Soaz dénoue son fichu et se le glisse en travers des épaules. Du coup,
sa chevelure reprend volume, laissant gonfler des mèches aussi rouges
que son chien.
La dernière cloche s'éteint.
Nul ne sait d'où s'en vient le vent. Ni où il court. Juste il cogne les
murs derrière lesquels on dort. Juste qu'il siffle sur les rêves,
fouette les haies et affole les cheveux de filles.
Sur la lande, la pluie piétine. Se fixe. Pleure presque. Le matin permet
d'en distinguer le rideau immobile. Immobile comme la fillette qui
guette l'instant flou que choisira l'averse pour s'éloigner ou, plus
certainement, revenir ici.
Moi, j'avais la bouche toute sèche à force de la garder ouverte comme
une idiote en surveillant la pluie. Je ne me souviens pas de tout. C'est
bien ce qu'il pleut bien quand on n'est pas dessous et puis, je suis
arrivée devant chez Reine et comme chaque jour, j'ai accoté mon vélo sur
le mur où s'accroche la vigne morte. Fridu le chien, il me faisait ses
yeux d'amadou. La buée sortait double de ses naseaux. Je suis ensuite
allée à la porte en m'étonnant qu'elle soit fermée de dedans. Mais elle
est vieille aussi et puis la pluie ne lui est pas toujours aimable et
elle gonfle tout le matin. Je n'ai rien dit au chien. Il sait ces
choses. Il m'a conduite où je voulais, dans le courtil. Comme une porte
exprès, les ronces à cet endroit s'ouvrent pour le passage. On n'entre
jamais autrement sur ce côté de la maison. C'est là qu'on remise la
brouette quand elle ne sert pas et que rouillent des fourches hors
d'usage.
Marchant au long du mur, je les ai vite aperçus. Deux gars en vestes et
qui tiraient les corps d'Erwan et sa Yolande par les pieds. Sur l'herbe
qui pousse par là et où, après midi, paissent nos moutons, ses cheveux
de fille glissaient tous drôles en ondulant. J'ai compris vite et j'ai
eu peur. J'avais ma respiration toute dure, mes frissons aussi. Je me
suis cachée du mieux possible contre les ronces. Laisser glisser. D'une
main tenant mon chien au sol. Ils n'ont pas pu me voir. Je crois pas.

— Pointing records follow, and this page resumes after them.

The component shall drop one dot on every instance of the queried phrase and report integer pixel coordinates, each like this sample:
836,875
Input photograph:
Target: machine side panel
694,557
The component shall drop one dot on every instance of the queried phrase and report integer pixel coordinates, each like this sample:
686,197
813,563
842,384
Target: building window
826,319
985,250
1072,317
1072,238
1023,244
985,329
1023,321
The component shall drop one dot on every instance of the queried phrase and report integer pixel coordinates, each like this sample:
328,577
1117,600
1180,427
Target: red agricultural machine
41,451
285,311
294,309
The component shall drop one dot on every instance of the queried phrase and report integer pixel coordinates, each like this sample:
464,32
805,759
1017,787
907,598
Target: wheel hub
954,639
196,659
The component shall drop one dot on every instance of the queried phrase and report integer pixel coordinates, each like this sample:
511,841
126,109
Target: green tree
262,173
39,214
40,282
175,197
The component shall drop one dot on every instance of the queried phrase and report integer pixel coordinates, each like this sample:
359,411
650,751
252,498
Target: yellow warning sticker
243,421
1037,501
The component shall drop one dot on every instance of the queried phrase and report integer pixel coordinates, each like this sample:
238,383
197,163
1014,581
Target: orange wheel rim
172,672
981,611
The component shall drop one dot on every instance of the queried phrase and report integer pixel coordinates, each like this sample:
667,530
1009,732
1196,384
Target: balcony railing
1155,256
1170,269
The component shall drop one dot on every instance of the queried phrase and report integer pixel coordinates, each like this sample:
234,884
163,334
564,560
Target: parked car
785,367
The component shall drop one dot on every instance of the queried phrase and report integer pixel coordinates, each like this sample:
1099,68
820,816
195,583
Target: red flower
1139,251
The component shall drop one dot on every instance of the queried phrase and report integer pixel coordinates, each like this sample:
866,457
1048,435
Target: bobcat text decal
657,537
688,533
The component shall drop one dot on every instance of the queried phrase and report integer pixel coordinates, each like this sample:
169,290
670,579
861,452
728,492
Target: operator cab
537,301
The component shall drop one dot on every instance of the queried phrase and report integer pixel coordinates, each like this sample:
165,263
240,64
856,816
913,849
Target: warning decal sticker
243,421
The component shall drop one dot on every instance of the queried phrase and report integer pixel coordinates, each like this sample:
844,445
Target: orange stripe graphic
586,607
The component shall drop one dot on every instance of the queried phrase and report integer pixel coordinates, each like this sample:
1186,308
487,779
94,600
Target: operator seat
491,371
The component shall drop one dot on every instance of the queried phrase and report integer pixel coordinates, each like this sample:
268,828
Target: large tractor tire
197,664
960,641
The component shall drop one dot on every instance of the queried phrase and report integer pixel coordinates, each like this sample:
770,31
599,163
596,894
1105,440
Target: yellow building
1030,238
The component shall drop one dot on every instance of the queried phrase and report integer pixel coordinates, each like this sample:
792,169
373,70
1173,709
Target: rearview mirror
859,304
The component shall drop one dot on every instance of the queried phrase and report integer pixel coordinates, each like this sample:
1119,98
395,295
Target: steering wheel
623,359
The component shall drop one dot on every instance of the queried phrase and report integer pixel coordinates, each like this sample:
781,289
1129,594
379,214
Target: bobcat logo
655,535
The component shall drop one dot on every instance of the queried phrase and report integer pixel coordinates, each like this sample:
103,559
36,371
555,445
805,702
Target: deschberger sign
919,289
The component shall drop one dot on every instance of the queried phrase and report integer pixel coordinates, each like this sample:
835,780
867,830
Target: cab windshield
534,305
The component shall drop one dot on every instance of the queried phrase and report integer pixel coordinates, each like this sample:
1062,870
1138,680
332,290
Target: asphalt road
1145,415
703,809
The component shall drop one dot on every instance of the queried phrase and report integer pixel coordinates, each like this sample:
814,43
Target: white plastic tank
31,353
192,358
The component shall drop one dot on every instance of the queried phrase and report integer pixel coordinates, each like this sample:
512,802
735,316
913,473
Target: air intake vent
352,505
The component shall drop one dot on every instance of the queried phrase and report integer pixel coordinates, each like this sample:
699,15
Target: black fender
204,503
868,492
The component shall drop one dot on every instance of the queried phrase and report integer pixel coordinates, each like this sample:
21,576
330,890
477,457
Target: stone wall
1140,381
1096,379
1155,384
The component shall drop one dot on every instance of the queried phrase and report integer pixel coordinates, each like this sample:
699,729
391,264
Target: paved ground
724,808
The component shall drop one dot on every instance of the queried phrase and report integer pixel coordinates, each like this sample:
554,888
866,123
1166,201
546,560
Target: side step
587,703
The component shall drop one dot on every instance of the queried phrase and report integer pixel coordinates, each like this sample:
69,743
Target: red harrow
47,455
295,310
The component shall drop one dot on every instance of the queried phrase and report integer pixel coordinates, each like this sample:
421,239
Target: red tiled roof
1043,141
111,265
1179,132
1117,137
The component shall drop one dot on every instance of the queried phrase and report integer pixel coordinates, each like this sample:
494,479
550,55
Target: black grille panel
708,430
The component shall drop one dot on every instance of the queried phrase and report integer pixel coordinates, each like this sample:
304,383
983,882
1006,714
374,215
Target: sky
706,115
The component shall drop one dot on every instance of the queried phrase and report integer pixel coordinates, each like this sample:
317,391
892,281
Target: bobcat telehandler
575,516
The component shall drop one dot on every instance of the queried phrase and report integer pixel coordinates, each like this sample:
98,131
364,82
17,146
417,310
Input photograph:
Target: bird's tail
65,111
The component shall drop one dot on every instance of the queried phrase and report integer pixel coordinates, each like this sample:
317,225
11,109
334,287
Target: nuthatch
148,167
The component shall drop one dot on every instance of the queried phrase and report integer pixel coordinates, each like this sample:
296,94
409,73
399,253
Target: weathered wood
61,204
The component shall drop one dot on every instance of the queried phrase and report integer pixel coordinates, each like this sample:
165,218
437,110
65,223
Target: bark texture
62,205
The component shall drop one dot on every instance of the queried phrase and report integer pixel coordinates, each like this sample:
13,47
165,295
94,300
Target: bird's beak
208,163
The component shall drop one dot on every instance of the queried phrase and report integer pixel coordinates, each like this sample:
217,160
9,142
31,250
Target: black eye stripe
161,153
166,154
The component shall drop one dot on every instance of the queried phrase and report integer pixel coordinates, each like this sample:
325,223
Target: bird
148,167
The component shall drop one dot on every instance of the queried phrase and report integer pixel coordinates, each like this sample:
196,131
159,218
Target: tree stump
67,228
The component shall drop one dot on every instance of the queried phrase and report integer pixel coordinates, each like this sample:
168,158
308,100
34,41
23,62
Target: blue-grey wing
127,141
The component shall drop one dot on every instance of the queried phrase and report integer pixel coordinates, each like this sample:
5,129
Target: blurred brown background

Elle s'aplatit à même la terre et son sein gauche s'écrase contre une
pierre qu'on a un jour disposée là contre la boue. Elle ne voyait plus
rien des autres. Ne les entendait pas non plus. Parlaient-ils? Et pour
se dire quoi?
Avec régularité, le souffle du Fridu courbait une paille moisie et
perdue comme tant d'autres à la dernière moisson. Soaz sentait l'odeur
de pluie, l'odeur du chien.
Au fait des choses de la guerre, elle songeait à s'éloigner, rampant à
reculons. Fridu avait bien compris qui lui-même se tournait sans bruit
et sans se dresser sur ses pattes. La fillette glissait son corps dans
la boue avec mille précautions. Chaque mouvement, chaque effort dénudait
ses jambes. Sa robe retroussait ou plutôt elle, Soaz, s'extrayait du
vêtement collé au sol comme un cocon de chenille. Ses cuisses maigres
formaient deux ombres laiteuses entre le jour et la boue et la fourche
est tombée dans un fracas sonore. Brutalement dessus le muret. A peine
on découvrait sa bordure de culotte. Le boucan la pétrifia. Panique ou
pour faire diversion, c'est ce moment qu'a choisi Fridu pour bondir et
s'enfuir grand galop vers la forêt où campe la pluie. Où la pluie
guette, qui ne sait que pleurer comme une folle, quand elle se vide, la
pluie, comme une folle pleurant pour rien.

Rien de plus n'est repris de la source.